1. How to show AB bisects PQ if AB is an altitude of an isosceles triangle APQ in which AP = AQ?

In the question, it’s given that AB is an altitude and AP = AQ. Now, in a triangle, APB and AQB, angle ABP = 90o and ABQ = 90o. As AP = AQ and AB is the common arm in the triangle APB and AQB, then apply the RHS congruence rule. The rule states that two triangles are said to be congruent if the hypotenuse and one side of a triangle are equal to another triangle’s hypotenuse and its one side. Hence, both the triangles APB and AQB are equal. Now, by applying the CPCT rule, PB is equal to QB. Hence, AB bisects PQ.

2. How to prove that the ABC is an isosceles triangle if BE and CF are two altitudes equal to each other?

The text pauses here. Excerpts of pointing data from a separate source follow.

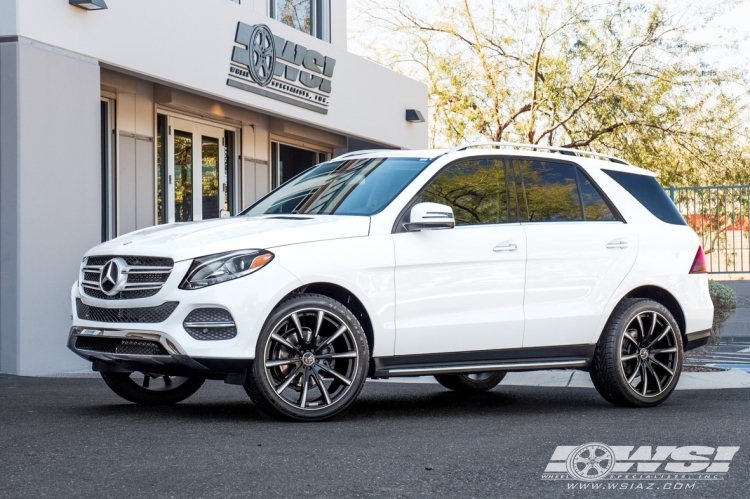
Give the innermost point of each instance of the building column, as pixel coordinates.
(50, 190)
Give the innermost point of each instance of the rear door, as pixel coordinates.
(579, 251)
(461, 289)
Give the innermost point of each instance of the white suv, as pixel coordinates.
(463, 264)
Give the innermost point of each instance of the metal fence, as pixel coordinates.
(719, 215)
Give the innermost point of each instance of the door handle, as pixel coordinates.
(505, 247)
(617, 245)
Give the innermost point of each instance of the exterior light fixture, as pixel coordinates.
(414, 116)
(89, 4)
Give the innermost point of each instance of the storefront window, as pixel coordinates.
(309, 16)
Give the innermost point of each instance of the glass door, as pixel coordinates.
(196, 183)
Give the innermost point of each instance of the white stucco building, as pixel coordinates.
(151, 112)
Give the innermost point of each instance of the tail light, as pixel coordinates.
(699, 262)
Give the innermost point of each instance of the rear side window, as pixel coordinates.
(479, 191)
(650, 194)
(558, 192)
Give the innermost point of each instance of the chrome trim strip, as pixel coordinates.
(498, 366)
(209, 324)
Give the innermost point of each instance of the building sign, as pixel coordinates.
(268, 65)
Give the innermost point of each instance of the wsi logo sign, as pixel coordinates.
(596, 461)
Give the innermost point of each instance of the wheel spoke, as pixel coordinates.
(283, 341)
(305, 384)
(281, 362)
(653, 374)
(343, 355)
(322, 387)
(333, 373)
(654, 361)
(283, 386)
(635, 373)
(653, 327)
(318, 324)
(298, 326)
(640, 325)
(627, 336)
(661, 336)
(341, 330)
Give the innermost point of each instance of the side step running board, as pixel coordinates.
(478, 368)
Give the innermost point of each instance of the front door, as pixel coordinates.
(461, 289)
(196, 175)
(578, 253)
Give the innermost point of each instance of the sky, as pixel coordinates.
(735, 23)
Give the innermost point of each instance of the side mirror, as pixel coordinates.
(430, 216)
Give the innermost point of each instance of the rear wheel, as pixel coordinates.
(638, 359)
(153, 389)
(311, 360)
(471, 383)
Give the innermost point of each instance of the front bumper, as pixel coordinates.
(114, 350)
(249, 300)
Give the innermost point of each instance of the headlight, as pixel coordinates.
(213, 269)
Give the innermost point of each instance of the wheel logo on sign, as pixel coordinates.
(592, 461)
(262, 54)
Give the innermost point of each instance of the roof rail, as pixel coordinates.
(357, 153)
(561, 150)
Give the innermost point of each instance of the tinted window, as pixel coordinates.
(478, 191)
(356, 187)
(550, 190)
(594, 207)
(650, 194)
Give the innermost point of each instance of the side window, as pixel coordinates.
(594, 207)
(478, 191)
(550, 191)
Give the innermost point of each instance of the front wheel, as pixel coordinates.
(153, 389)
(638, 359)
(471, 383)
(311, 360)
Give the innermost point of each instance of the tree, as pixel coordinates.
(621, 77)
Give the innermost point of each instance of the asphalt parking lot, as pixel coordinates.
(71, 437)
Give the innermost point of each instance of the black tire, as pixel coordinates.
(160, 390)
(471, 383)
(622, 373)
(329, 348)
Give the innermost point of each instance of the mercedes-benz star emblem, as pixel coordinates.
(262, 54)
(112, 278)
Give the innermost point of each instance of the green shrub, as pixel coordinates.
(725, 303)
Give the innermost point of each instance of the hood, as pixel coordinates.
(182, 241)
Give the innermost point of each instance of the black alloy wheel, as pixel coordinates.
(311, 360)
(639, 356)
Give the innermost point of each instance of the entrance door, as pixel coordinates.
(196, 175)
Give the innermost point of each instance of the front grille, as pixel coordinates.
(146, 275)
(210, 324)
(117, 345)
(127, 315)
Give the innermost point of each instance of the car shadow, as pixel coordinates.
(381, 403)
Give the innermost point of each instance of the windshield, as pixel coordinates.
(350, 187)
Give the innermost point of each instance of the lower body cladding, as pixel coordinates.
(127, 350)
(155, 352)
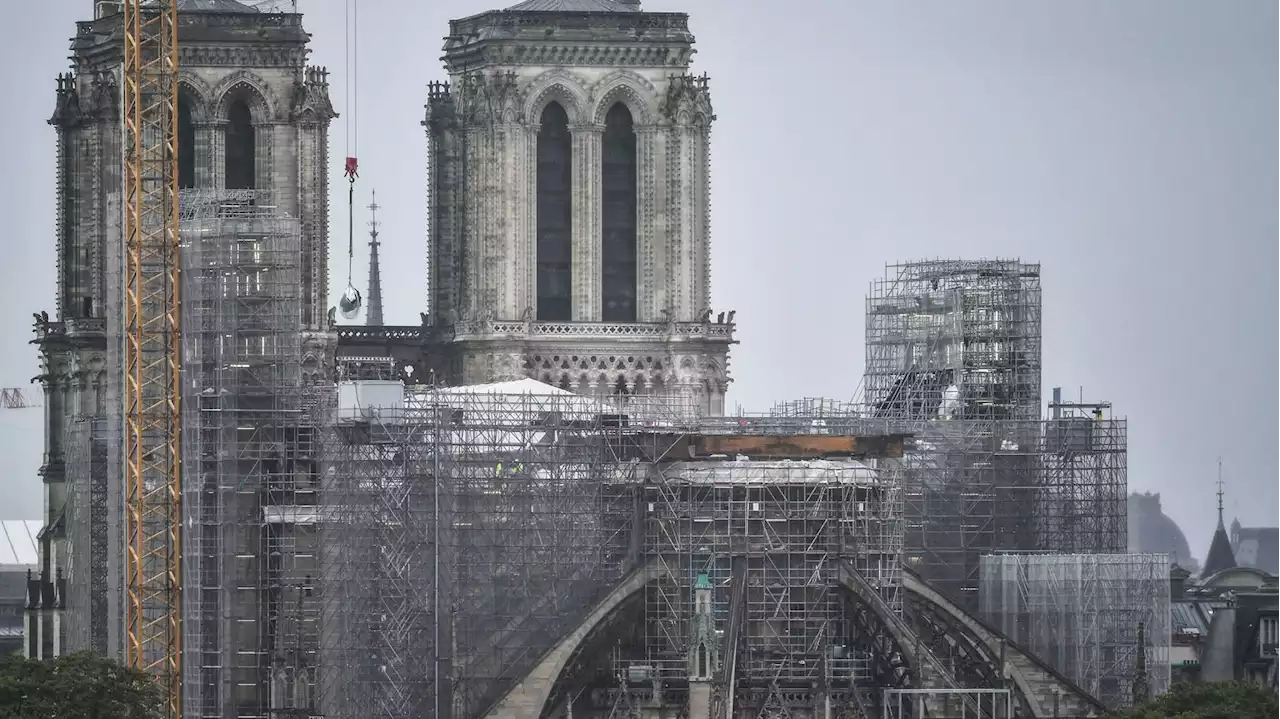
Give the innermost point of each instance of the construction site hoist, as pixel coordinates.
(152, 355)
(351, 301)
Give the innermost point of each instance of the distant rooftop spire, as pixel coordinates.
(374, 314)
(1220, 491)
(1220, 554)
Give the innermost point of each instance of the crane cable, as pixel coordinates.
(351, 301)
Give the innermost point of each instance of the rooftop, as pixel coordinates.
(18, 545)
(213, 7)
(575, 7)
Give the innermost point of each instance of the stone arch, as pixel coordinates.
(629, 88)
(558, 86)
(245, 85)
(528, 699)
(200, 96)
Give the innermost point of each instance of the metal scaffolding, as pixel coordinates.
(480, 520)
(970, 489)
(247, 452)
(955, 339)
(1083, 491)
(974, 486)
(1082, 614)
(87, 544)
(488, 522)
(776, 534)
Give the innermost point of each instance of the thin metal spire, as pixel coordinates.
(374, 312)
(1220, 491)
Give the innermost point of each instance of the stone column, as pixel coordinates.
(652, 292)
(526, 200)
(216, 154)
(586, 221)
(205, 143)
(264, 165)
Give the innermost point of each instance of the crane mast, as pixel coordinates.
(152, 412)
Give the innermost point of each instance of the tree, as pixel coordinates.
(76, 686)
(1208, 700)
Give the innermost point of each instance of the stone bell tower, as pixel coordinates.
(570, 175)
(252, 132)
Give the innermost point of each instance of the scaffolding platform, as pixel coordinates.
(1082, 613)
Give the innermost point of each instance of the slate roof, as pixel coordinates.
(1257, 546)
(214, 7)
(575, 7)
(1220, 555)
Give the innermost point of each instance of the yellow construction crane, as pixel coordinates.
(13, 398)
(152, 412)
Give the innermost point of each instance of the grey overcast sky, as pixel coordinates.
(1132, 147)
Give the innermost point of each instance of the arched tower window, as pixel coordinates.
(186, 143)
(554, 216)
(618, 218)
(241, 147)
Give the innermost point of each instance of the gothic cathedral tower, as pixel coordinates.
(251, 117)
(570, 204)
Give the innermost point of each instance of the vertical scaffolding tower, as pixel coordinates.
(955, 339)
(771, 539)
(245, 456)
(954, 357)
(1082, 612)
(1083, 490)
(86, 617)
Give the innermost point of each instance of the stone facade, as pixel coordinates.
(483, 127)
(228, 55)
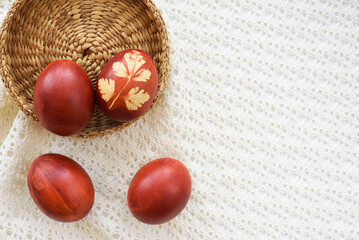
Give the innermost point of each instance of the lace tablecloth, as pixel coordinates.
(262, 107)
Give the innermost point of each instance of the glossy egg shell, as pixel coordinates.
(64, 98)
(60, 187)
(127, 85)
(159, 191)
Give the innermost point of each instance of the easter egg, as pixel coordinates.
(127, 85)
(159, 191)
(60, 187)
(64, 98)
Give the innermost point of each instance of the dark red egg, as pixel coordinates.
(64, 98)
(159, 191)
(127, 85)
(60, 187)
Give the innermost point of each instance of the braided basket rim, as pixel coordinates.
(23, 104)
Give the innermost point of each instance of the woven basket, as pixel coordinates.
(90, 32)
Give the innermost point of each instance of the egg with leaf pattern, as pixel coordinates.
(127, 85)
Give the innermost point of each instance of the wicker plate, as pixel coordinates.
(37, 32)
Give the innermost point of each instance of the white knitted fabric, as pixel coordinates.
(261, 105)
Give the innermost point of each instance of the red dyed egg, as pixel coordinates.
(64, 98)
(60, 187)
(159, 191)
(127, 85)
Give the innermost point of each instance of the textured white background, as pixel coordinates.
(262, 106)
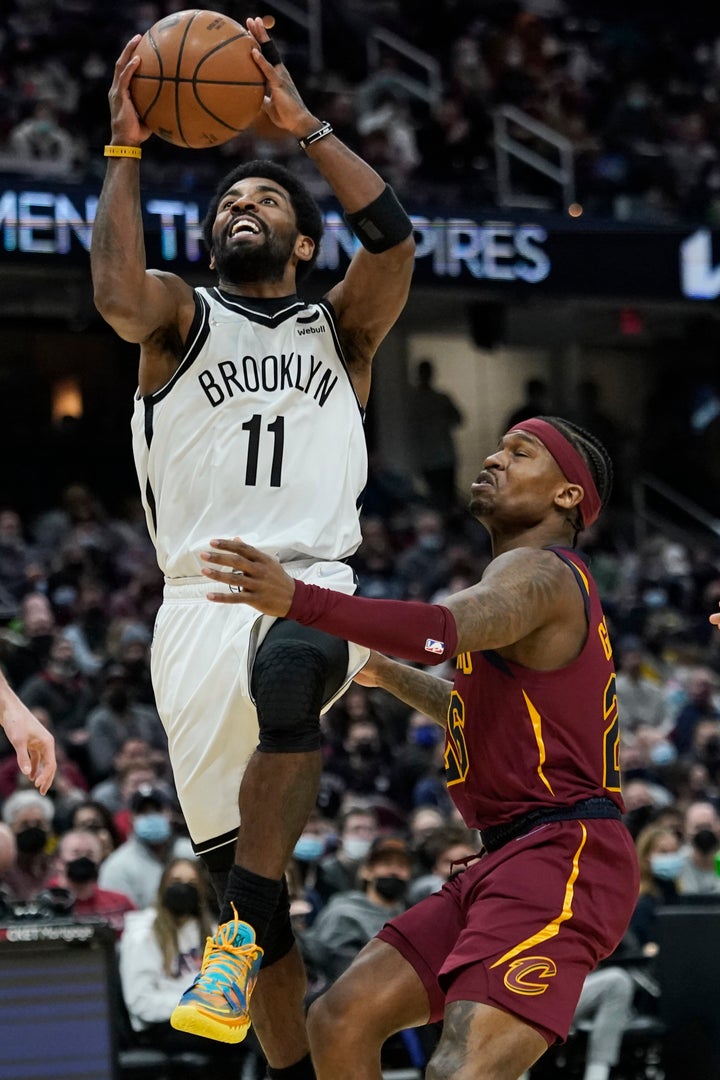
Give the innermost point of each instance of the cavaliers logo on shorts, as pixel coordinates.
(529, 974)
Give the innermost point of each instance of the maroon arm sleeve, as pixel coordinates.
(425, 633)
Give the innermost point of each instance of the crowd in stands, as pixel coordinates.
(634, 93)
(79, 591)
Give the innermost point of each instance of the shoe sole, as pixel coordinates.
(193, 1020)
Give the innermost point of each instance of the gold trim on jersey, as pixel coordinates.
(553, 929)
(535, 719)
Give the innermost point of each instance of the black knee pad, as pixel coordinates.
(288, 684)
(279, 937)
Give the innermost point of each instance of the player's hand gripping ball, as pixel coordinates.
(197, 84)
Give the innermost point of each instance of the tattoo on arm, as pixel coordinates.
(428, 693)
(508, 608)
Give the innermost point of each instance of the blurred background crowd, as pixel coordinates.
(79, 591)
(633, 90)
(637, 97)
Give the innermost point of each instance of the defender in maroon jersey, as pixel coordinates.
(531, 723)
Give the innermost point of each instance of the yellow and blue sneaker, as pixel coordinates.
(217, 1004)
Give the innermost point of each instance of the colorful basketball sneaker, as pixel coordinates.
(217, 1004)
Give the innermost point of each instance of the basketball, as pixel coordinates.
(197, 84)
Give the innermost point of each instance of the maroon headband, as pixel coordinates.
(571, 463)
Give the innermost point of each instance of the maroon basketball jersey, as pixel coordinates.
(520, 740)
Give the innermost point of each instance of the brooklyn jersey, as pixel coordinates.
(518, 739)
(258, 434)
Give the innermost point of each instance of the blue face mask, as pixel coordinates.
(309, 849)
(667, 864)
(152, 827)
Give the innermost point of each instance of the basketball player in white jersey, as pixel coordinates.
(248, 419)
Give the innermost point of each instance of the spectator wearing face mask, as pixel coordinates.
(702, 836)
(442, 854)
(357, 827)
(137, 865)
(160, 954)
(77, 867)
(30, 819)
(415, 758)
(352, 918)
(117, 719)
(661, 862)
(63, 690)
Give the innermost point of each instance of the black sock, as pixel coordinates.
(255, 899)
(301, 1070)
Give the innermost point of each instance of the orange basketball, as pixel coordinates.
(197, 84)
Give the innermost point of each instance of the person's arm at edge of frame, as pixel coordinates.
(34, 745)
(134, 300)
(374, 292)
(429, 694)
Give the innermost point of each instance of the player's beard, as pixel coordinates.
(241, 264)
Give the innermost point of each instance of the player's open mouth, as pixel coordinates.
(245, 225)
(485, 480)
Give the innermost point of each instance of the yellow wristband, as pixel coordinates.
(123, 151)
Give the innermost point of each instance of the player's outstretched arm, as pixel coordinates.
(375, 288)
(134, 301)
(422, 691)
(522, 591)
(34, 745)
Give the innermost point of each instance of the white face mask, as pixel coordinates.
(355, 848)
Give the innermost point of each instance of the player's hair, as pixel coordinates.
(593, 454)
(308, 214)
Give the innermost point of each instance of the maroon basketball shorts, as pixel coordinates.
(521, 928)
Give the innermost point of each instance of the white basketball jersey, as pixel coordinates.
(258, 434)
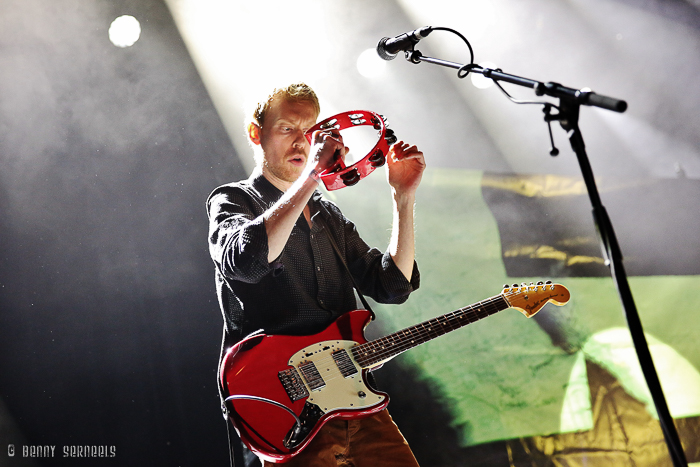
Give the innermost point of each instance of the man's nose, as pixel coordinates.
(299, 139)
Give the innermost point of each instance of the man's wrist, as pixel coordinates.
(314, 175)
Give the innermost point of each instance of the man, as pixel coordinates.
(277, 271)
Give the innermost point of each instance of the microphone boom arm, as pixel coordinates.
(570, 102)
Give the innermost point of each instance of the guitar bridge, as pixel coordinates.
(292, 384)
(345, 365)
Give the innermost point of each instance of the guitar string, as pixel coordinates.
(473, 313)
(453, 320)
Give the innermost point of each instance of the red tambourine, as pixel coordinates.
(339, 176)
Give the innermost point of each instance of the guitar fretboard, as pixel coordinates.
(374, 352)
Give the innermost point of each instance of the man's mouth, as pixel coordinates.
(297, 160)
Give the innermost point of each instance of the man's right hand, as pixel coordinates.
(326, 149)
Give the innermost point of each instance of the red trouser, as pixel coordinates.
(368, 442)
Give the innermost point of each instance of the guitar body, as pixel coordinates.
(280, 390)
(265, 368)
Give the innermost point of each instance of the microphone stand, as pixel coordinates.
(570, 101)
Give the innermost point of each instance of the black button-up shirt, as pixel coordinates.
(307, 287)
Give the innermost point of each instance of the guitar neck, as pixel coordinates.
(374, 352)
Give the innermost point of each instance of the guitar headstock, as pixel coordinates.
(529, 299)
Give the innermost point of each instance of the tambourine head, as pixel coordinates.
(339, 176)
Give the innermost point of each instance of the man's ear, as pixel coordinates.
(254, 133)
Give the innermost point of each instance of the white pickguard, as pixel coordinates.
(339, 392)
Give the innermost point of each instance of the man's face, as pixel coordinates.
(285, 149)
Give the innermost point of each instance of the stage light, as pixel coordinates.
(124, 31)
(370, 65)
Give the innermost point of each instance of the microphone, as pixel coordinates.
(389, 47)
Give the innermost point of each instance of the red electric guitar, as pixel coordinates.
(282, 389)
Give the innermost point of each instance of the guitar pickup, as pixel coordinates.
(293, 384)
(312, 376)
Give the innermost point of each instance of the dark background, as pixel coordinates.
(109, 326)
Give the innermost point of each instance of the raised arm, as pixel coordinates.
(405, 165)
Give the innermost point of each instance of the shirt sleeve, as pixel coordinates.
(237, 236)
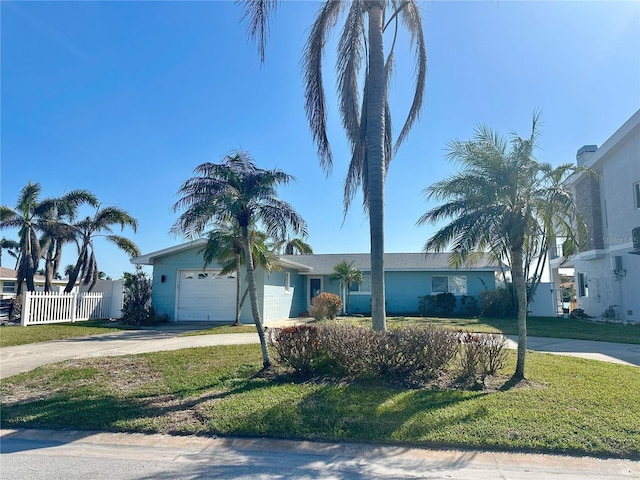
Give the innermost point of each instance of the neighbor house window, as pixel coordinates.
(456, 284)
(8, 287)
(364, 287)
(583, 285)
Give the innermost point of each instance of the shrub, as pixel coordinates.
(136, 309)
(325, 305)
(469, 306)
(481, 355)
(497, 303)
(297, 347)
(15, 308)
(441, 304)
(414, 355)
(348, 349)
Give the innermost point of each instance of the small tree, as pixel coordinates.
(347, 275)
(136, 309)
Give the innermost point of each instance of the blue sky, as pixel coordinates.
(126, 98)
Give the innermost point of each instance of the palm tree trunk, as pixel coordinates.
(253, 296)
(520, 285)
(238, 286)
(376, 162)
(73, 276)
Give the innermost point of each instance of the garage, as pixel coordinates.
(205, 296)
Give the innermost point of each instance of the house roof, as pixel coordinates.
(149, 258)
(323, 264)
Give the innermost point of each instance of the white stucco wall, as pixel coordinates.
(617, 163)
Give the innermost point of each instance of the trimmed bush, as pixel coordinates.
(414, 355)
(469, 306)
(325, 305)
(482, 355)
(349, 349)
(297, 347)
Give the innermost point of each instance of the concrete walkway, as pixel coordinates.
(23, 358)
(45, 454)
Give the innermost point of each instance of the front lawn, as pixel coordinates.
(570, 405)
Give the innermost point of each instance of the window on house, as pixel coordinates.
(364, 287)
(583, 285)
(456, 284)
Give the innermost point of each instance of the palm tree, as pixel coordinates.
(12, 247)
(224, 245)
(26, 217)
(506, 202)
(364, 108)
(294, 246)
(101, 224)
(347, 275)
(58, 230)
(239, 192)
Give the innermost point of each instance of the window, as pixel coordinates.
(456, 284)
(8, 287)
(364, 287)
(583, 285)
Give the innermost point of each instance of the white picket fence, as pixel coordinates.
(52, 307)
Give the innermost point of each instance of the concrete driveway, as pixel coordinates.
(23, 358)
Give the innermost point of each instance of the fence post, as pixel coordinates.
(74, 306)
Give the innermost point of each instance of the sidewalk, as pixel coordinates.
(165, 456)
(23, 358)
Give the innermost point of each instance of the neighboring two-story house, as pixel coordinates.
(607, 267)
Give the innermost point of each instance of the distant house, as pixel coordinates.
(8, 279)
(186, 292)
(607, 268)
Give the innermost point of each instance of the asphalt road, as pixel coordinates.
(51, 455)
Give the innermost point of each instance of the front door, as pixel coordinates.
(315, 287)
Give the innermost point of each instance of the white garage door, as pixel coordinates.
(204, 295)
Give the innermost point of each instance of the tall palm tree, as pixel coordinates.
(294, 246)
(239, 192)
(57, 228)
(364, 108)
(506, 202)
(100, 225)
(12, 247)
(224, 245)
(26, 217)
(348, 276)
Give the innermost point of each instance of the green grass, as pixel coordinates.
(45, 333)
(571, 406)
(219, 329)
(536, 327)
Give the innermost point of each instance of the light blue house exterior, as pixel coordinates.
(186, 291)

Given that BE and CF are two altitudes of an isosceles triangle that are equal to each other. In the triangle BEC and CFB, angle BEC is equal to 90o and CFB is equal to 90o. Also, BC = CB as it is a common side. Similarly, BE and CF are equal. By applying the RHS Congruence Rule, triangle BEC and CFB are equal to each other. Additionally, by CPCT rule, C = B. It means that sides opposite to the equal angles are equal always. Hence, AB = AC. It shows, that side AB and BC of the triangle ABC form an isosceles triangle.